API at this time has no plans to update the numbers.
“Ideally we would be able to update it to have it exactly reflect what the BOEM draft proposed plan was,” McGowan said. “At this point we’re going to wait and not update it. I think the concept still applies that North Carolina has the potential to benefit more than any other state in the mid-Atlantic. You’ve got the potential number of lease sales that could change. You’ve got the timing of the lease sales that could change. What we would assume is they’ll do a lease sale in 2021 and probably another in 2023. It would probably make the region a lot less attractive if they have to wait until 2030. I don’t think it’s possible for there to be just one lease sale.”
That’s what supporters of offshore drilling, including McCrory and U.S. Sen. Tom Tillis, R.-N.C., hope to revise through Congress, though the Obama administration is making clear its opposition to such changes.
In a March 30 letter to U.S. Department of the Interior Secretary Sally Jewell, McCrory urged the buffer be changed to 30 miles, that the proposed lease sale date be moved to earlier in the five-year program and that a second lease sale be added to the end of the program.

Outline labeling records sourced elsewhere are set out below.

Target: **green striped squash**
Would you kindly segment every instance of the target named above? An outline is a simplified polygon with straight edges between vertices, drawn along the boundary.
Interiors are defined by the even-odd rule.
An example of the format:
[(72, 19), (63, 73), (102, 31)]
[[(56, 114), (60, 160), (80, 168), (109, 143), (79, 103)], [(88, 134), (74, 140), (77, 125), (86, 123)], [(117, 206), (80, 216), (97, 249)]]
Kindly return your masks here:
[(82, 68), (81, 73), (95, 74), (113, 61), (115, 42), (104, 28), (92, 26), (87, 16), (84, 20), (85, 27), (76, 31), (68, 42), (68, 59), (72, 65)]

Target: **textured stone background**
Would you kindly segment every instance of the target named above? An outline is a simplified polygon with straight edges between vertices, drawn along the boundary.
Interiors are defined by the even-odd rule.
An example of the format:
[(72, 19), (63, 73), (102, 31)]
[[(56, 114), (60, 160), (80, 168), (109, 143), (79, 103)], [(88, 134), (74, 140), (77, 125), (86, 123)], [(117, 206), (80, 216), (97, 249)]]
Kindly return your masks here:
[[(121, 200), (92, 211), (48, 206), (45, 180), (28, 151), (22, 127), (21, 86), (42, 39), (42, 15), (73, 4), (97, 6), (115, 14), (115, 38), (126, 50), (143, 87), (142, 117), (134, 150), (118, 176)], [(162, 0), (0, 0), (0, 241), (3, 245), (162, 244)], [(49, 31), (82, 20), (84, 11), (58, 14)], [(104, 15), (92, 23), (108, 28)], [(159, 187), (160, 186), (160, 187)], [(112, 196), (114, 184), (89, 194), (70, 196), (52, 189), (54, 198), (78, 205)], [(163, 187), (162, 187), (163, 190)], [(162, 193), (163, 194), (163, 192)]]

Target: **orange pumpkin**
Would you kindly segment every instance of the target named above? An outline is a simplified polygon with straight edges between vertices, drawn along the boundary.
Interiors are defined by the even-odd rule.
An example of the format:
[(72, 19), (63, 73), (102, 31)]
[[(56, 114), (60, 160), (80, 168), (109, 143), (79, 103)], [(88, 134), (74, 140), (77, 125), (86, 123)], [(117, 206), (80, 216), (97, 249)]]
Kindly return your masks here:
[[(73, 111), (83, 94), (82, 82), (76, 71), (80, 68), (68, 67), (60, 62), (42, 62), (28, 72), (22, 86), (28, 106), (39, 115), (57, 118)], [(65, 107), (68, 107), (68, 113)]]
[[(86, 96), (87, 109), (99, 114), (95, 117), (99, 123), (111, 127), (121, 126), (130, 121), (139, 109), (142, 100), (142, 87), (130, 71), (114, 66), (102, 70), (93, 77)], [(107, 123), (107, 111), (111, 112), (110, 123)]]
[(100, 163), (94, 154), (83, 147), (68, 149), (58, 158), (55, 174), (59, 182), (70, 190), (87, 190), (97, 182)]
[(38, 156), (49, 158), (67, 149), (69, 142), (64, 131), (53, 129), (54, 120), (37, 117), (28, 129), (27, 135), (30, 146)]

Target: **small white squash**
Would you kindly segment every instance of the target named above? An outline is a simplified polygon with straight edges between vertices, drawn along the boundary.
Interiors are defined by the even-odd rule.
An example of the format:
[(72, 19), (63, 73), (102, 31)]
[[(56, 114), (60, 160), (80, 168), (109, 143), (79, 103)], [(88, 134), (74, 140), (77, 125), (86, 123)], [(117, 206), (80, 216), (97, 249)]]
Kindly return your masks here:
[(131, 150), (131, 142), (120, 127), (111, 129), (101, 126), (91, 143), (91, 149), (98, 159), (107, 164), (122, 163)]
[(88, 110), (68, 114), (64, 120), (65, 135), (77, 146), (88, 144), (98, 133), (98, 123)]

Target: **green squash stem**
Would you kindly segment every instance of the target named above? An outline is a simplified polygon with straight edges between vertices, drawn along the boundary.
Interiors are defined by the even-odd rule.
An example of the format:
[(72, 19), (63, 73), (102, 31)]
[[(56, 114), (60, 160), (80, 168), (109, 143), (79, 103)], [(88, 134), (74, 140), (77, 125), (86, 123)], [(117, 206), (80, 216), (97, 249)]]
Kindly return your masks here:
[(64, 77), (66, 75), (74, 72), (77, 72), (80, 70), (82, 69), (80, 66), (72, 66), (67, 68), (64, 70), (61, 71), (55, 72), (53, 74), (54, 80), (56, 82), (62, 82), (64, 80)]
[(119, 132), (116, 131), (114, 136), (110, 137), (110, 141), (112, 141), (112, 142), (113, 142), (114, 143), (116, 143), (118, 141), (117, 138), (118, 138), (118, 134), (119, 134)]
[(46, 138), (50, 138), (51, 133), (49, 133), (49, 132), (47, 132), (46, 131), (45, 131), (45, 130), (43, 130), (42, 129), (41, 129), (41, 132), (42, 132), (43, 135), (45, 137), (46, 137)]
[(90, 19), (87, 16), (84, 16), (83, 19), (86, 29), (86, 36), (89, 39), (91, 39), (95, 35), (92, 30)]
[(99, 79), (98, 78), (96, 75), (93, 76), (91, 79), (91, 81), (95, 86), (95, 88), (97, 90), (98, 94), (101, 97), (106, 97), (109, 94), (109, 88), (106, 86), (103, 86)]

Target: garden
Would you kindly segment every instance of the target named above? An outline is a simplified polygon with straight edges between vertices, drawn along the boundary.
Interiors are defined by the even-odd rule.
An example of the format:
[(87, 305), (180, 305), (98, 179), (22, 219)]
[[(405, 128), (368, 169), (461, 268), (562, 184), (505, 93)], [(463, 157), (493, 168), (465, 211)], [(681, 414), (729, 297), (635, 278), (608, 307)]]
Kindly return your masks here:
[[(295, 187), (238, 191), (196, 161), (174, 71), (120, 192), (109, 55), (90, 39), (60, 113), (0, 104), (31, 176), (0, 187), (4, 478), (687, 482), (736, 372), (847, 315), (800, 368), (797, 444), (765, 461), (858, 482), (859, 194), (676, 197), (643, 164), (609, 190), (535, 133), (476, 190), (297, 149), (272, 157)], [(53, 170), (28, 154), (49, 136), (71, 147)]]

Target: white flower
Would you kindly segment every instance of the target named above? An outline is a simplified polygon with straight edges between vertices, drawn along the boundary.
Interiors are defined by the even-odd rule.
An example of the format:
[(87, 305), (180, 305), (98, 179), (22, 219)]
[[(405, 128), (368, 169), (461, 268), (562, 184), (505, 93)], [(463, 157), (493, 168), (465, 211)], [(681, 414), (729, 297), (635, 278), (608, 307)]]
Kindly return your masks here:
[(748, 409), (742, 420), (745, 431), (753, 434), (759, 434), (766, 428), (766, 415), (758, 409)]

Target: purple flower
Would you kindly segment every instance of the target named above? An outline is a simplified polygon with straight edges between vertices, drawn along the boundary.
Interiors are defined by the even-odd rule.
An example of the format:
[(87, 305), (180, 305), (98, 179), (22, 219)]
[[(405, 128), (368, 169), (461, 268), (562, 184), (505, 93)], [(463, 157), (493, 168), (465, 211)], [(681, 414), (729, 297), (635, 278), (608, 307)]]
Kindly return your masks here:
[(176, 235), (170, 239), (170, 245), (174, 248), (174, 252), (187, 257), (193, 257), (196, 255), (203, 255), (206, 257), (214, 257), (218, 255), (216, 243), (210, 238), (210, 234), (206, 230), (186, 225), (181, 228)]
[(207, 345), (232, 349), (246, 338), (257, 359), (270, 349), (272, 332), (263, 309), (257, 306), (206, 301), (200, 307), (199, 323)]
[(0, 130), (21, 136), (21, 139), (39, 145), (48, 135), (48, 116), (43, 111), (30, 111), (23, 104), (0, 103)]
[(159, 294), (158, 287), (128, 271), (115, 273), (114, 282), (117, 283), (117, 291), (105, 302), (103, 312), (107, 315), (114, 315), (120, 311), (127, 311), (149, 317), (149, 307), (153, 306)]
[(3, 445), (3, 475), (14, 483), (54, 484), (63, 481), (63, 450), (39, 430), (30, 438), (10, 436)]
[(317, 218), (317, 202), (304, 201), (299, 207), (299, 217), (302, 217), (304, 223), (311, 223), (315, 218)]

Whatever the case, consumers aren’t necessarily going to notice a difference at the pump. Though nearly all domestic oil is kept in the U.S. the Organization of Petroleum Exporting Counties still sets gas prices.
Consumers in Alaska, which has the lowest gas tax in the country, still pay about 50 cents more per gallon than in North Carolina. Gas prices in other oil producing states like Texas and Louisiana aren’t much cheaper than what North Carolinians pay for today.